A number of his progeny were involved in the music world: Catharina Dorothea was a noted singer, and Wilhelm Friedemann, Carl Philipp Emanuel, Johann Christoph Friedrich and Johann Christian (the ‘London Bach’) were all composers.

Bach’s line is thought to have ended with his great-granddaughter, Carolina Augusta Wilhelmine Ritter, who died on May 13, 1871.

Unfortunately, some other great composers also don’t have any living descendants today. Beethoven, Brahms, Tchaikovsky and Ravel all died childless, while Mozart had two sons who survived infancy but they never married or had any known children.

Caroline Finch, Gloucester

Question What was the Romans’ favourite food?

The basic Roman diet was mainly based on cereals, vegetables, legumes and cheese.

A key ingredient was garum, a fermented fish sauce made from anchovies cut open and left to rot in the sun. The Italian fish sauce colatura, the Thai sauce nam pla, and the Vietnamese nuoc mam nhi are still made similarly today.

As the Roman Empire expanded they increasingly introduced spices, so their cuisine was very similar to the current Middle Eastern and North African one.

The poorest Romans ate little other than wheat, either crushed and boiled with water or as puls, which was like cream of wheat. Bread and honey was a staple for the middle classes.

The diet for wealthy Romans was far more exotic. De Re Coquinaria, by Marcus Apicius, provides significant insights into Roman culinary practices. In his Natural History, the ancient historian Pliny the Elder tells us that ‘Apicius, the most gluttonous gorger of all spendthrifts, established the view that the flamingo’s tongue has a specially fine flavour.’ The rich would consume just about anything that flew, including peacock, crane and turtle dove.

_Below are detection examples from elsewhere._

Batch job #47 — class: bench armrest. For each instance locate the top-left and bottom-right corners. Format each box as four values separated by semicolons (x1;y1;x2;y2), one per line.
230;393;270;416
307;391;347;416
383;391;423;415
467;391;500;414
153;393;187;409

One of the more grotesque offerings from Apicius was pig foie gras. To manufacture this delicacy, you must first starve your pigs, then allow them to gorge on dried figs. Afterwards, feed them as much wine or mead as they can drink, allowing the figs to expand in their stomachs and ferment, thus killing them. 

Their substantially enlarged livers were then used to make fig-fed pork liver: liver in a wine sauce made with pepper, thyme and lovage. Other delights featured in the book include sow’s womb and pig’s paunch.